Nenek Tersayang
Oleh RainbowTears15
Cintamu Ibu, tak akan terbendung walaupun aku tak didekatmu.
Doamu mengalir mengikuti langkah kakiku sepanjang dunia
Kasihmu menyelimutiku sepanjang hayat
Duniaku adalah pengharapanmu, dan Kau selalu berdoa yang terbaik untukku.
I love you so much Ibu.
Selamat hari Ibu...©
Aku tidak terlalu dekat dengan mama, karena beliau seorang wanita karir. Alm. Nenek banyak mengajari aku bersikap seperti perempuan. Separuh hidupku kasih sayang yang seharusnya diberikan oleh Mama digantikan Alm. Nenek. Aku seorang perempuan yang sangat tomboy dan tidak pernah peduli dengan penampilan. Lulus sekolah SMP, aku memutuskan sekolah SMA di kota kelahiranku Banjarmasin. Aku tidak mau bersekolah di kota besar karena pasti akan mengalami kesenjangan sosial dan pengaruh lingkungan yang buruk. Aku tinggal bersama Nenek dan Paman Heri yang merupakan adik kandung mama.
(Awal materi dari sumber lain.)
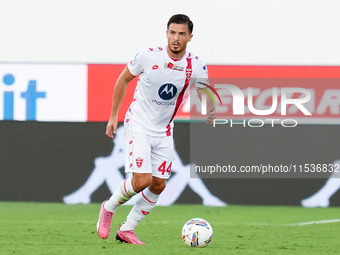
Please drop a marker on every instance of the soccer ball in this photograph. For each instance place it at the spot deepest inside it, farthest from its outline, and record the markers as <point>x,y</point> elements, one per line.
<point>197,233</point>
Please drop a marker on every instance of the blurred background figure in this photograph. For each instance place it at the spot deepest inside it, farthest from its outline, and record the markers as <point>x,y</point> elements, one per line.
<point>107,170</point>
<point>332,185</point>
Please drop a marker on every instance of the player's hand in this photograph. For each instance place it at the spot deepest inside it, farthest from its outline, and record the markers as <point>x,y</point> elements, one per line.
<point>111,127</point>
<point>211,115</point>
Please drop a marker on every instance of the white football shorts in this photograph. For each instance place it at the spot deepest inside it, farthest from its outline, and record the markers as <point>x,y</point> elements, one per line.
<point>148,154</point>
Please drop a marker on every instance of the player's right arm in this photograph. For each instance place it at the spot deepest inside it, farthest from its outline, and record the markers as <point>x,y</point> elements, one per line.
<point>118,95</point>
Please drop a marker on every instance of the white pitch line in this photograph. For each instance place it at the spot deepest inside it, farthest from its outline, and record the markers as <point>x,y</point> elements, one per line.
<point>264,224</point>
<point>313,222</point>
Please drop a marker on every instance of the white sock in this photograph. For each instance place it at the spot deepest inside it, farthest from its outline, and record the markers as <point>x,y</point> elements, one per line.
<point>145,203</point>
<point>122,194</point>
Nenek sangat senang mengetahui aku akan tinggal bersama beliau, karena sudah lama merasa kesepian bila paman berangkat kerja. Aku masuk sekolah setelah kegiatan OSPEK berlangsung, sehingga langsung masuk pada hari pertama kegiatan belajar. Paman Heri mengantarkan aku ke sekolah mengendarai motor, jarak rumah nenek dengan sekolah tidak terlalu jauh. Dengan menggunakan angkutan umum atau sepeda aku masih bisa menempuh dalam waktu 15 menit.
Nenek selalu memastikan aku sarapan sebelum berangkat sekolah walaupun hanya sekedar nasi dengan lauk telor dadar dan segelas teh hangat.
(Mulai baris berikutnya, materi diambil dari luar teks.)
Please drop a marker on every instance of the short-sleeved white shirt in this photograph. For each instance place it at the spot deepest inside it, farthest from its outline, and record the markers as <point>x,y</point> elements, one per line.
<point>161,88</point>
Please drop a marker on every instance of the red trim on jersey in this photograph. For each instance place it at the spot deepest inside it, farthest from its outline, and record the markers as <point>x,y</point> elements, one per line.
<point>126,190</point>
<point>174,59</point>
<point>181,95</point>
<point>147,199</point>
"Nina, kamu pulang sekolah jangan pergi kemana-mana langsung pulang. Kalau mau minta jempu sama Paman Heri telepon ke rumah, pinjam sama sekolah," ucap nenek.
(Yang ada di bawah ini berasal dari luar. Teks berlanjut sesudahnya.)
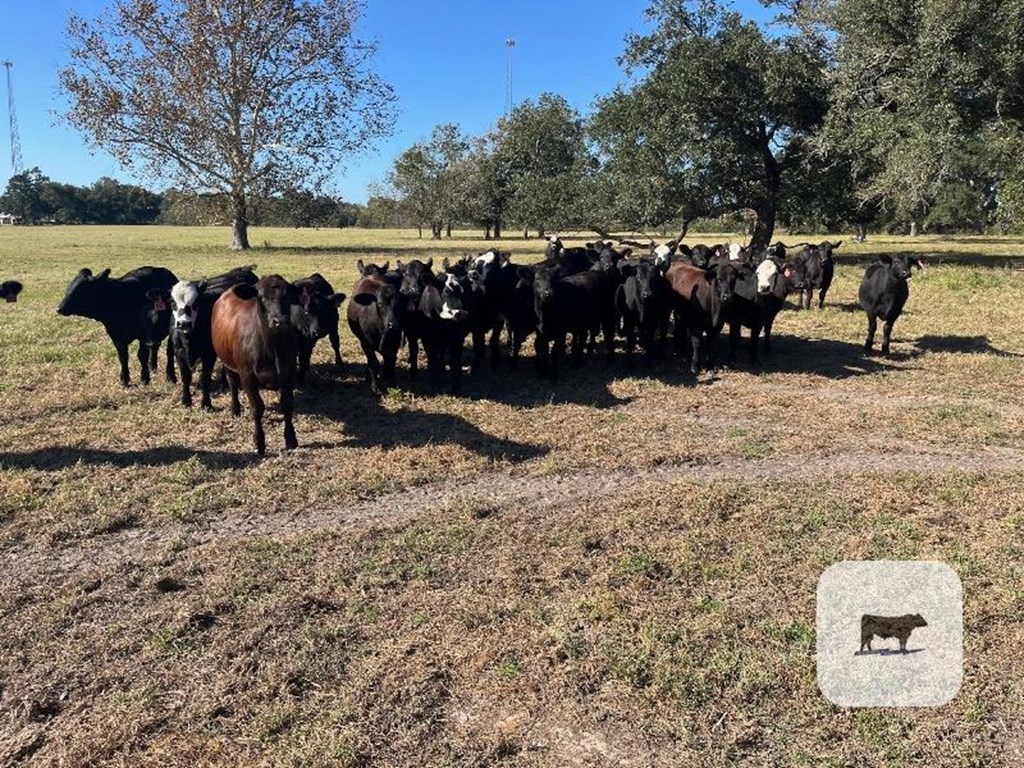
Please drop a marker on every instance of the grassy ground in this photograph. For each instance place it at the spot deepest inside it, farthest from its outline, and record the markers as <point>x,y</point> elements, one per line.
<point>616,569</point>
"Iya, Nek, Nina akan langsung pulang ke rumah setelah sekolah. Lagipula Nina belum hapal klau mau pergi kemana-mana," balasku.
"Ibu, saya akan menjemput Nina sepulang sekolah biar nanti pastikan kepada guru di sekolah jam kepulangan dia," ujar Paman Heri.
"Baiklah, Nenek bisa tenang kalau pamanmu sudah memastikan hal itu."
Aku mencium punggung tangan nenek, "Nek, Nina berangkat sekolah ya, Assalamualaikum."
"Walaikumsalam Warahmatullahi Wabarakatuh."
"Ibu, saya mengantarkan Nina ke sekolah dulu ya, apakah ibu mau titip sesuatu untuk dibeli?" Paman heri memastikan.
"Nak, Ibu tidak mau titip apa-apa, kamu pastikan saja Nina sampai dengan selamat di sekolah."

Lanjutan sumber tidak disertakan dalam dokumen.